Your body gets the desired amount of Calcium in one of the two ways:
- The most effective way of consuming Calcium is through the super healthy foods you eat.
- The second way of getting Calcium is through the supplements you take.
If you are not consuming enough Calcium from rich foods, then your body will extract it from your bones, where it is preserved. So, it’s essential to add Calcium in our daily diet. Consuming right amount of nutrient is specifically important when you are under the age of 30 and still developing bone mass. Eating calcium rich foods can seriously help you avoid bone loss later in life.

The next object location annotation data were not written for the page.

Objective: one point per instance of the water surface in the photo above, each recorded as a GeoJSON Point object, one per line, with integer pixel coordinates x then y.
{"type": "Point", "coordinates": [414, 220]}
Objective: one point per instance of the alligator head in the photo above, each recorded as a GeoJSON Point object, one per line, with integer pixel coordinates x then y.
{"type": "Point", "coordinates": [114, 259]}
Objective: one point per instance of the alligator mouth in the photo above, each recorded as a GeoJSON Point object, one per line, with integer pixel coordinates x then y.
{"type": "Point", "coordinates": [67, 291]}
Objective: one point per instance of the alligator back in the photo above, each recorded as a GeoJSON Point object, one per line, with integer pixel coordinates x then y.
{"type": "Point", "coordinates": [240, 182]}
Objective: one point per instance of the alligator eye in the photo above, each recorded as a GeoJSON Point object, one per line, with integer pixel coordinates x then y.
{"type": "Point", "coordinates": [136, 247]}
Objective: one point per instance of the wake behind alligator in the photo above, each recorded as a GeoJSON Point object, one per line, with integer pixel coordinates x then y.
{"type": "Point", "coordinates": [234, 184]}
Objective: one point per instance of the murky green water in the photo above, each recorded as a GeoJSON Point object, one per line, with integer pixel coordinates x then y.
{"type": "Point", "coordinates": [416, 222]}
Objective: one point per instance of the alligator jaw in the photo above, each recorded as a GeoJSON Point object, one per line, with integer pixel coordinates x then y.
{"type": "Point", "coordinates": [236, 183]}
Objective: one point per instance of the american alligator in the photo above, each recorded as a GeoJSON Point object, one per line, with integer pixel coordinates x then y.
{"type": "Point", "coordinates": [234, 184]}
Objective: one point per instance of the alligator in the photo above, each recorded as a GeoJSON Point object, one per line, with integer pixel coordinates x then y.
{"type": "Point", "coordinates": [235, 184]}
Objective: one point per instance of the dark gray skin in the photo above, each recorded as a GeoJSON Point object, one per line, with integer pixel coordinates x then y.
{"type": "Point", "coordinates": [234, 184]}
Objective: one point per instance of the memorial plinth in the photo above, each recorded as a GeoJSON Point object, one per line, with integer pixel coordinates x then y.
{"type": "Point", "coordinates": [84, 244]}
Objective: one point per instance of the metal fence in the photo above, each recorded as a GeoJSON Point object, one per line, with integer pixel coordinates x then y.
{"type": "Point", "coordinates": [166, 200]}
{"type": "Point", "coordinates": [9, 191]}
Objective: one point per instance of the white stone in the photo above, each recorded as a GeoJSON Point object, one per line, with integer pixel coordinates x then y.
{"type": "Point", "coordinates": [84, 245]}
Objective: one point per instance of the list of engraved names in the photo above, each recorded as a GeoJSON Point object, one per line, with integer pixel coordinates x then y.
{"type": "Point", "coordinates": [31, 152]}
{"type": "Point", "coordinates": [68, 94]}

Explore Good Food Sources of Calcium:
Your body is able to preserve more and more Calcium from healthy foods than it can consume it through supplements.
Dairy Products:
Dairy foods are highly rich in Calcium in a way that they are easily absorbed and digested by your body.
Main sources of dairy products are as follows:
- Milk
- Yogurt
- Cheese
Non Dairy Food Sources:
Here are some healthy Non Dairy foods that help store greater quantity of calcium in your body.
- Dried beans
- Canned fish
- Broccoli
- Figs
- Turnip Greens
- Mustard Greens
- Kale
- Black Strap Molasses
- Refried Beans
- Bok Choy
- Almonds
- Corn Tortillas
Medium Calcium Foods:
If you eat half cup of the following super foods, you can consume enough quantity of calcium in your diet.
- Cream Soups
- Ice Milk
- Frozen Yogurt
- Ice-cream
- Non-fat or Low-fat Cottage Cheese
- Non-fat Cream Cheese
Increased intake of Calcium for a limited time period has no side effects on our body. Although, consuming higher quantity of calcium for longer time can increase the risk of kidney stones in some cases. Therefore, the most preferred source of calcium is Dairy and Non Dairy foods. So, include dairy products in your everyday diet, consume leafy vegetables, eat more fish and snack upon calcium rich nuts to stay healthy and strong.